WASHINGTON: Les Etats-Unis ont annoncé vendredi offrir une récompense de 10 millions de dollars en vue d'informations sur le sort des dirigeants iraniens, y compris le nouveau guide suprême, mais visant en particulier les Gardiens de la Révolution, l'armée idéologique de la République islamique d'Iran.

L'appel vise aussi bien Mojtaba Khamenei, le nouveau guide suprême, que le chef de la sécurité Ali Larijani, selon un avis diffusé par le département d'Etat américain.

Le ministre iranien de l'Intérieur, Eskandar Momeni, et le ministre du Renseignement et de la Sécurité, Esmaïl Khatib, figurent également parmi les dix personnes inscrites sur la liste du département d'Etat.

"Ces personnes commandent et dirigent divers éléments du Corps des gardiens de la révolution islamique iranien, qui planifie, organise et mène des actes terroristes à travers le monde", a déclaré le département d'Etat.

Il exhorte les informateurs éventuels à envoyer des informations via Signal notamment: "Vos informations pourraient vous permettre de bénéficier d'une réinstallation et d'une récompense".

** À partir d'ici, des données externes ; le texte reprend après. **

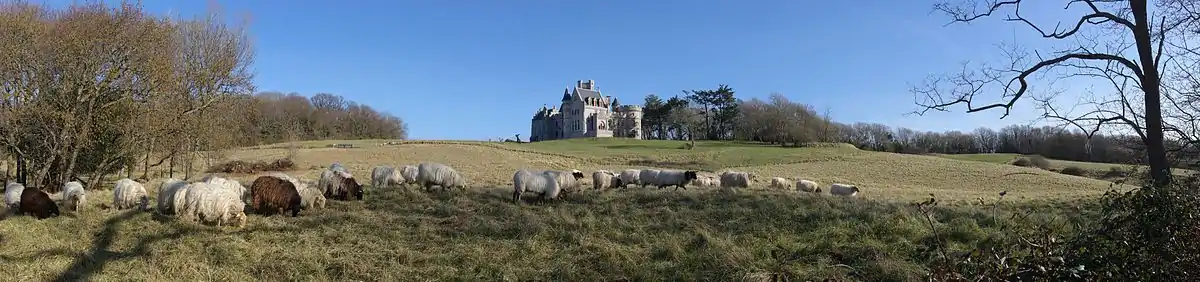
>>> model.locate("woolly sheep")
[184,182,246,227]
[592,170,623,190]
[4,182,25,210]
[617,169,642,188]
[512,169,562,204]
[768,178,791,188]
[720,172,751,192]
[397,164,419,187]
[416,162,467,191]
[250,175,301,217]
[158,179,188,215]
[62,181,88,211]
[654,169,696,190]
[637,169,659,188]
[200,174,250,203]
[19,187,61,220]
[317,170,364,200]
[829,184,858,197]
[371,166,404,187]
[113,179,150,210]
[796,179,821,193]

Le dirigeant iranien Ali Khamenei, qui dirigeait l'Iran depuis 1989, a été tué dans une frappe le 28 février au début de la guerre.

Il a été remplacé par son fils Mojtaba mais les spéculations sur son état de santé perdurent, après les annonces par la télévision d'Etat et certains responsables qu'il avait été blessé dans les frappes.

Il a fait diffuser un message jeudi sans contenu vidéo ni audio.

Les Etats-Unis et Israël ont indiqué avoir tué nombre de responsables des Gardiens de la Révolution depuis le début des opérations militaires le 28 février.